Mormon Young Women, Modesty, and the Porn-Addled Youth of Today
You’ll want to read this dispatch from the front lines, by the father of a young teen-age LDS woman. It gets what modesty is about.
Our stake just got back from a youth handcart trek. On the last full day, uniformed reenactors rode up and recruited all the men and young men for the Mormon Battallion. We left our girls about a half mile from the base of a high ridge and via a circuitous route got to a point about 2/3 of the way up the ridge. Our instructions were to way till our girls came abreast of us, at which we could leap out and help them finish the hill.
When the women came in sight on the hill, red-faced, gasping, and so on, some of our young men started to cry. Others looked angry.
At the end of the trek to a man they said waiting on that hill was the hardest part. Some were still emotional about it.

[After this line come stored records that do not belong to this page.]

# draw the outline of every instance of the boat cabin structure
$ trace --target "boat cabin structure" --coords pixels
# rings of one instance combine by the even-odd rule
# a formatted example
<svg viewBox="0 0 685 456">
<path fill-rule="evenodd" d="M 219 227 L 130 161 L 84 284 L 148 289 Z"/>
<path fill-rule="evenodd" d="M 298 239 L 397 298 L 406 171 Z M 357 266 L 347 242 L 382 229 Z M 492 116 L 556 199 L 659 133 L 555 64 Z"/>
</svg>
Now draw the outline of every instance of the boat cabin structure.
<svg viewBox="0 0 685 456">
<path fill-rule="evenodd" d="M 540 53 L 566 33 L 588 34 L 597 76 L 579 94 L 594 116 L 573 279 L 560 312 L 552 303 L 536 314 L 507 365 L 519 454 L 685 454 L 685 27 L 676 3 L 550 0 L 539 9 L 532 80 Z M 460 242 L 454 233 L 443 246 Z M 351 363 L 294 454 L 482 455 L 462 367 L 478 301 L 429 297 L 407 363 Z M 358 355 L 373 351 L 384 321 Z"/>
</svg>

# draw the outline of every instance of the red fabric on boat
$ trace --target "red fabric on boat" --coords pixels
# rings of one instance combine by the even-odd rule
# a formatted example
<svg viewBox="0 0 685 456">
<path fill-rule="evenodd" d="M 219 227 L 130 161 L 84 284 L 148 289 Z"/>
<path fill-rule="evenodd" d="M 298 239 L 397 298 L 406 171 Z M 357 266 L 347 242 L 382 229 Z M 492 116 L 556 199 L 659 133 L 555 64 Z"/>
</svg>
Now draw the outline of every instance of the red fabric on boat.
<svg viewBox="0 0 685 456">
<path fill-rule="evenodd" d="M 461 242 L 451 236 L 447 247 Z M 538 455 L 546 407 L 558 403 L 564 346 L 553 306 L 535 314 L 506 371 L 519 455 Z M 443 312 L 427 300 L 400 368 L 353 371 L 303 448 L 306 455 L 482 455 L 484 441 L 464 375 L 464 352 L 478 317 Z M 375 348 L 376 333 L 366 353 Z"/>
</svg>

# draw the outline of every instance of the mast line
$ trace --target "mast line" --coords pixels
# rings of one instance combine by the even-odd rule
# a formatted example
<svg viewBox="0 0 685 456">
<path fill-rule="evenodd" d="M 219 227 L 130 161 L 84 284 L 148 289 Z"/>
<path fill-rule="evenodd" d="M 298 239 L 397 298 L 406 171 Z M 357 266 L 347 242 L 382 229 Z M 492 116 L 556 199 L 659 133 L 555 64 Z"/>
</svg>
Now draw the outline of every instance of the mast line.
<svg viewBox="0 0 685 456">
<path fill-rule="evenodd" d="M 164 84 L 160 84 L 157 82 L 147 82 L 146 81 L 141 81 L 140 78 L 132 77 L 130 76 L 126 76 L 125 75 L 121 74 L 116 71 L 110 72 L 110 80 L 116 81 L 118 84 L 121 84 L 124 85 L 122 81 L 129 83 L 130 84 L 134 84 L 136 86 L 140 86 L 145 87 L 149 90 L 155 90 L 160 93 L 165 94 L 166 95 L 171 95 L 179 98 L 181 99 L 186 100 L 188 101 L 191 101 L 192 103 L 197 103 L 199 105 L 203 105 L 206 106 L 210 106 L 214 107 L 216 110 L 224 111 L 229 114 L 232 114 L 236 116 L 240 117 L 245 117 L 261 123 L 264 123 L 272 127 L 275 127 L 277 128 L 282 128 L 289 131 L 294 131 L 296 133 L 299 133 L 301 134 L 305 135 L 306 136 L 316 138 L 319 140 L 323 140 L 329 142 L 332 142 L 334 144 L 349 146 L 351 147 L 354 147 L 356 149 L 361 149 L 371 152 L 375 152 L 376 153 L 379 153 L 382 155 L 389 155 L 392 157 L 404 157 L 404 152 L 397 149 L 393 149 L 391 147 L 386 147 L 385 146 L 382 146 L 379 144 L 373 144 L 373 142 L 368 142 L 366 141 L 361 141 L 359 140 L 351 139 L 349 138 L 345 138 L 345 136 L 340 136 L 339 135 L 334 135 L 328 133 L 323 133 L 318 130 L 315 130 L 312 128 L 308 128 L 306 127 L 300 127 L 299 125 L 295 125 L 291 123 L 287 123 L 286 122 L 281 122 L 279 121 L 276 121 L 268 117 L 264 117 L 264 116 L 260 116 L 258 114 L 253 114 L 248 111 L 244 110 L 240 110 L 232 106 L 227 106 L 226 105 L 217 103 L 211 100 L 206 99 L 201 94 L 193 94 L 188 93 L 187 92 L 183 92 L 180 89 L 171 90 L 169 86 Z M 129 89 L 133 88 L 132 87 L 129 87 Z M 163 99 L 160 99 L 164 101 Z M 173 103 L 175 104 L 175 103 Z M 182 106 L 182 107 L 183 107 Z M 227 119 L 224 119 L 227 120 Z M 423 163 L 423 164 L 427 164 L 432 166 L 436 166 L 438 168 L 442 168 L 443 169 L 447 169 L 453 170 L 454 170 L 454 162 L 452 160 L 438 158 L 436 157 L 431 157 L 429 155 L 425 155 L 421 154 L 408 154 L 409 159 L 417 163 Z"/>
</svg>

It occurs to me that men very much want to be men, not just people, and interact with women as women, not just as people (and, of course, the other way around). In the past, I’ve argued that women’s clothing and behavior can be womanly in two ways–it can be womanly on the purely physical level, emphasizing tits and vaginas, which is what we call immodest clothing. Or it can be womanly by taking advantage of cultural conventions for female dress–long hair, dresses, feminine colors and cuts, etc. Ideally, this is what modest dress should be–not just not revealing, but also distinctly feminine and therefore alluring.
But Geoff J.’s dispatch from the front lines has made me broaden my concept of how modesty interacts with the man-woman dynamic. He talks about the Lord of the Flies/I Am Charlotte Simmons atmosphere at his daughter’s school and then observes that
the Mormon boys are much less likely to be involved in the groping and various sexual harassment. Plus they tend to play the role of defenders/protectors to the Mormon girls.
While men have a strong need for sex as an expression of their manhood, I believe they also have a strong need to be protective of women as an expression of their manhood. Modest dress and modest action welcomes that protection and allows young men to be men in a more positive way. Being a knight requires a lady.